Gili Trawangan in a post

Per dire di queste isole (anzi, isola: siamo stati solo a Gili Trawangan, poi ci sono anche Gili Meno e Gili Air) vi propongo questo schema. Diciamo che 100 punti = che posto da sogno! e che 0 punti = che posto da incubo!. Diciamo anche che partiamo da 100, per stima e per fama e per quanto ci hanno raccontato amici (ex amici, direi) e per quanto ci ha detto il nostro (ex anche lui) amico dell’agenzia e per le foto che abbiamo visto su Flickr (noi babbioni a credere alle cose che vengono pubblicate su Internet, che sono notoriamente tutte false – anche se, fateci caso, in migliaia di foto non se ne trova una con qualcuno in mare…), partiamo quindi da 100 e togliamo 20 punti per ogni risposta negativa che daremo alle seguenti domande:

  • fai immersioni?
  • ti piace lo snorkeling?
  • hai meno di 30 anni?
  • i funghetti magici sono meglio dei porcini?
  • sei single?
  • ti piace il mare mosso e ti piacciono le traversate oceaniche di un’ora con il mare molto, molto, molto mosso?
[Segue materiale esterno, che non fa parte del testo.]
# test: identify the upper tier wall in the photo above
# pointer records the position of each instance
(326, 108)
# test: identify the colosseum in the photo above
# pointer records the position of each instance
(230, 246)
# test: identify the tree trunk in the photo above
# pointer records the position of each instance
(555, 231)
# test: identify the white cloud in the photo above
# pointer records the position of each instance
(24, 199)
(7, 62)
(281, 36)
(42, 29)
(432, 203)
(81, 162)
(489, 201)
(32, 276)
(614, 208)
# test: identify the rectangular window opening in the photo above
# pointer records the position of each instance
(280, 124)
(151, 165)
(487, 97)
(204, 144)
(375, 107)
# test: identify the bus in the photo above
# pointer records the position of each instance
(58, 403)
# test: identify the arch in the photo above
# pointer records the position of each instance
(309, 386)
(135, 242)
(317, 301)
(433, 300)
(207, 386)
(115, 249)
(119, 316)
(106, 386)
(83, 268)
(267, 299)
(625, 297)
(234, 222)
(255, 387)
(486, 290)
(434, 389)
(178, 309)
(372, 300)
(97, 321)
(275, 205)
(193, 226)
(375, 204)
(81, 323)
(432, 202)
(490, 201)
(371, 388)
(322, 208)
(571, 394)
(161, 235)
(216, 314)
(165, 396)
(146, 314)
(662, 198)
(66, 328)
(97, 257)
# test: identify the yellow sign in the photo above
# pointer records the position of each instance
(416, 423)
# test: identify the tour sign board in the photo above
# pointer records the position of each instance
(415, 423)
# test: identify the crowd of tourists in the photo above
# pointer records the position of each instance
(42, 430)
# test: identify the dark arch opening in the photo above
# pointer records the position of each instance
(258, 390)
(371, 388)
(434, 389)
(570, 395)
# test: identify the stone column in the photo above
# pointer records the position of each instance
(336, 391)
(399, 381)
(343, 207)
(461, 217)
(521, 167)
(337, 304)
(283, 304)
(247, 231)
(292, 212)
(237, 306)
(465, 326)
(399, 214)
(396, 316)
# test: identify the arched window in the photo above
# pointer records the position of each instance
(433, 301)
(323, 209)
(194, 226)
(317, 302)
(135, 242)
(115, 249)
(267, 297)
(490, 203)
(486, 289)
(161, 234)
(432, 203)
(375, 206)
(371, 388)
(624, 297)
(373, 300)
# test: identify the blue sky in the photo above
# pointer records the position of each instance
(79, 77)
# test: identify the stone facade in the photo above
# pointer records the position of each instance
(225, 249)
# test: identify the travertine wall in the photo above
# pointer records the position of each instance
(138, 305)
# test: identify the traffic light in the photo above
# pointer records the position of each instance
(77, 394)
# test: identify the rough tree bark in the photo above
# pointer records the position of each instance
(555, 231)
Ecco. A quanti punti sei arrivato? E non ti fare ingannare dalle foto: il mare è stupendo, ma non ci puoi mettere piede, se non in alcuni rari momenti quando la marea ti permette di non schiantarti su pietroni, corallo, scogli nascosti. E naturalmente se e quando non ci sono le meduse.
Per il resto: sull’isola non ci sono auto e moto, è pieno di bar e ristoranti sulla spiaggia (con i soliti intermezzi di cumuli di rumenta), c’è una luce molto bella e l’atmosfera, in generale, è molto rilassante. Però per godere di questi aspetti positivi devi aver risposto alcuni sì alle domande di cui sopra, altrimenti non funziona.
Poi devo dire che l’assenza di acqua dolce e il bagno all’aperto praticamente in una jungla non predispongono benissimo sul fronte delle comodità (per dire: in bagno alla sera andavamo mano-nella-mano, io piuttosto che andarci da solo me la sarei fatta addosso).

Il lato nord dell’isola è, se possibile, ancora più deprimente.

Le altre city-in-a-post: Amsterdam, Barcelona, Hawaii, Helsinki, Istanbul, New York, Seattle, Vancouver

Marco Mazzei
Biciclette, Milano, viaggi e stelle.

3 Comments

  1. Avendo passato le vacanze a Varazze con una neonata, mi fa un po’ (un pochino, eh) di bene, leggere queste righe.

Comments are closed.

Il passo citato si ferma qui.